Tatomir Lekovic, Miljkovic's attorney, is convinced that his client was assassinated for political reasons. "Miljkovic's assassination was masterminded by the state security service", Lekovic told the Kragujevac daily Glas Javnosti. Lekovic claims that his client had a police ID he received from one Frank Simonovic, a ranking state security officer. The identification document allegedly included the signature of Zoran Sokolovic, the former Interior Minister. "I will fulfill my duty and do what Miljkovic told me I should do in case of his death. I will pass on the evidence to the Hague Tribunal. He gave the documents proving that what I am saying is true, and there is enough evidence to send Slobodan Milosevic straight to The Hague", Lekovic said. However, Miljkovic's lawyer did not offer a sample of the above-mentioned evidence to the weekly Vreme, such as the number of Miljkovic's ID.  It is very questionable whether Lekovic's story can be taken unreservedly. In spite of the fact that the man who killed Miljkovic is actually a member of the state security service, it is hard to shake off the impression that the official version is a lot more consistent and convincing than Lekovic's. It would be very unusual for the state security service to entrust the execution of such a crucial witness to one of its office clerks rather than a field agent or, which is often the case, a criminal who could later hardly be connected to the "company". Apart from all that, the police and the state authorities had plenty of time to take away from Miljkovic and Lekovic all the incriminating evidence, if there ever was any. If Miljkovic really had been as dangerous a witness as he claimed, it is highly unlikely that he would have been allowed to roam around with incriminating evidence for three years and gloat about his war "heroics" and connections with the police.

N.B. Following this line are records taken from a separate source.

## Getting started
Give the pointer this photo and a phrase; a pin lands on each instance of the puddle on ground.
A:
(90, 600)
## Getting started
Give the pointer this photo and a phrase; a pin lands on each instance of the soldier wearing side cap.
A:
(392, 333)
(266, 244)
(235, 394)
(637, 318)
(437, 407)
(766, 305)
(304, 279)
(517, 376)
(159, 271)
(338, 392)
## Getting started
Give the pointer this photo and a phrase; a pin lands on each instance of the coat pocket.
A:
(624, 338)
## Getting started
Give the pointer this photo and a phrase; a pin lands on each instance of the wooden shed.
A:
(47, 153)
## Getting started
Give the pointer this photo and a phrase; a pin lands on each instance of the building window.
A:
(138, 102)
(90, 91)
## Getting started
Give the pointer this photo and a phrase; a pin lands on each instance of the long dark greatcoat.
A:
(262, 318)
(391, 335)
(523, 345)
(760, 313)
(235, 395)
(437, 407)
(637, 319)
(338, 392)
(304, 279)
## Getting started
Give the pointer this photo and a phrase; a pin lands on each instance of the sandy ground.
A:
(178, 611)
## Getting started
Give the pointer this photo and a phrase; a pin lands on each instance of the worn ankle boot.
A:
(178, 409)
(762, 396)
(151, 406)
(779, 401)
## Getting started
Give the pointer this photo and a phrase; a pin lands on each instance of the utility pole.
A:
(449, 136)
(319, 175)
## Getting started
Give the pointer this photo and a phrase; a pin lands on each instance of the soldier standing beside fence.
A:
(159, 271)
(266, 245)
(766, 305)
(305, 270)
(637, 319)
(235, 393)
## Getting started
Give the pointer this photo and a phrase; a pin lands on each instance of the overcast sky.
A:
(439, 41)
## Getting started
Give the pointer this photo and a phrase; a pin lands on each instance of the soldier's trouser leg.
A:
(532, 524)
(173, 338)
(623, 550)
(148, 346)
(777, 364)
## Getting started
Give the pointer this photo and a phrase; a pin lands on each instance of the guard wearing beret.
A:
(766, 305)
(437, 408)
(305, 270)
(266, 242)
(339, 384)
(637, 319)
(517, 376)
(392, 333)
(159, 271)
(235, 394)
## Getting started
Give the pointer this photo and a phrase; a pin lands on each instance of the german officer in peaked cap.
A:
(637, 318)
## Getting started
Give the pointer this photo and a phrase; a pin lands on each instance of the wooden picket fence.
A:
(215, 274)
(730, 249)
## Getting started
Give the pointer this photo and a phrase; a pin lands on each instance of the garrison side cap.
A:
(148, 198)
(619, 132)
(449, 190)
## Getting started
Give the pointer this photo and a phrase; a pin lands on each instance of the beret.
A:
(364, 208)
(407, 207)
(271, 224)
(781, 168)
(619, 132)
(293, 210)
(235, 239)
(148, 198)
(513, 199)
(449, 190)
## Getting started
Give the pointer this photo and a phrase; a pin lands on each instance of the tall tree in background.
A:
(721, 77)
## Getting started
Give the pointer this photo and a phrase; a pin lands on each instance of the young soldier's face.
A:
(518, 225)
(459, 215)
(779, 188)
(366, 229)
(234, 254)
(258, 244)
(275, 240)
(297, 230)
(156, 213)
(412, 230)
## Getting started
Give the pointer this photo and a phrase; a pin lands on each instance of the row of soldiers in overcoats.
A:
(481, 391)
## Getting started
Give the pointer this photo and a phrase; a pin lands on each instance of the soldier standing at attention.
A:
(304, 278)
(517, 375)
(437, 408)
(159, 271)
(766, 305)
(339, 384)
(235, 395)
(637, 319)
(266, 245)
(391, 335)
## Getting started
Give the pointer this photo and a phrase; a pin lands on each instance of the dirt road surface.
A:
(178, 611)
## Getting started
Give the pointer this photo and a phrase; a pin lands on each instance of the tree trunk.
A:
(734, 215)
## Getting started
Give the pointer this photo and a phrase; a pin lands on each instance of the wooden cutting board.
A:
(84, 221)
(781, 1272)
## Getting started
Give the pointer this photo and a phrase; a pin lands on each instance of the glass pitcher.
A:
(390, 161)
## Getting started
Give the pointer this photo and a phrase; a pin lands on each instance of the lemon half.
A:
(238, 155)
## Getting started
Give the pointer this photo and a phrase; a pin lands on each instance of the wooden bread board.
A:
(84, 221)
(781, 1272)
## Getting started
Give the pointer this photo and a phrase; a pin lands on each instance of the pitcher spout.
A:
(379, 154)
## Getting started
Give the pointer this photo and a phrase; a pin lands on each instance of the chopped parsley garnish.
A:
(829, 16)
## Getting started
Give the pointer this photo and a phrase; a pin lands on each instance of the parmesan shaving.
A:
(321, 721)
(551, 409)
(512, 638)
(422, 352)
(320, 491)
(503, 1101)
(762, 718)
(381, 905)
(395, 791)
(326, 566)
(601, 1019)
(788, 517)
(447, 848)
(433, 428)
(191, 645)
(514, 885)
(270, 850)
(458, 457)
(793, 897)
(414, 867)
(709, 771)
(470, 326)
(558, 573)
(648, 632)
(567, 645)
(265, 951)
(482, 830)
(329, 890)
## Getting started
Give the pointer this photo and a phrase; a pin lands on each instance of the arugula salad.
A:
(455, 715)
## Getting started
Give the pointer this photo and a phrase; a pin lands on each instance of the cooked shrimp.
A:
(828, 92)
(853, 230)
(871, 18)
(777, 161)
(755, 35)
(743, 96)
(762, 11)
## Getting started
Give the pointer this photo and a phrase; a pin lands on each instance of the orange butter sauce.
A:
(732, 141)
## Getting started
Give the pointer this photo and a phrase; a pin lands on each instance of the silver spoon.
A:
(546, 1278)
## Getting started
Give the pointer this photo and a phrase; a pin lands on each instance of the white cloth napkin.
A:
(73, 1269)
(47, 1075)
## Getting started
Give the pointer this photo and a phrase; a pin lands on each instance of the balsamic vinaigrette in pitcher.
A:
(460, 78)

Nevertheless, it would be unfair to say that Miljkovic would have been an irrelevant witness in The Hague. It is no longer a secret that the police were heavily involved in sending volunteers to Bosnia and that a lot of those volunteers, like one Slobodan Miljkovic, had a criminal record. What is more, many of them went to battlefronts in Bosnia straight from their prison cells. It is quite possible that some detail from Miljkovic's story could have revealed the role of those who gave him and his likes arms and permission to decide about life and death. Unfortunately, the bullet from Lukovic's revolver ended the story in the most abrupt way imaginable.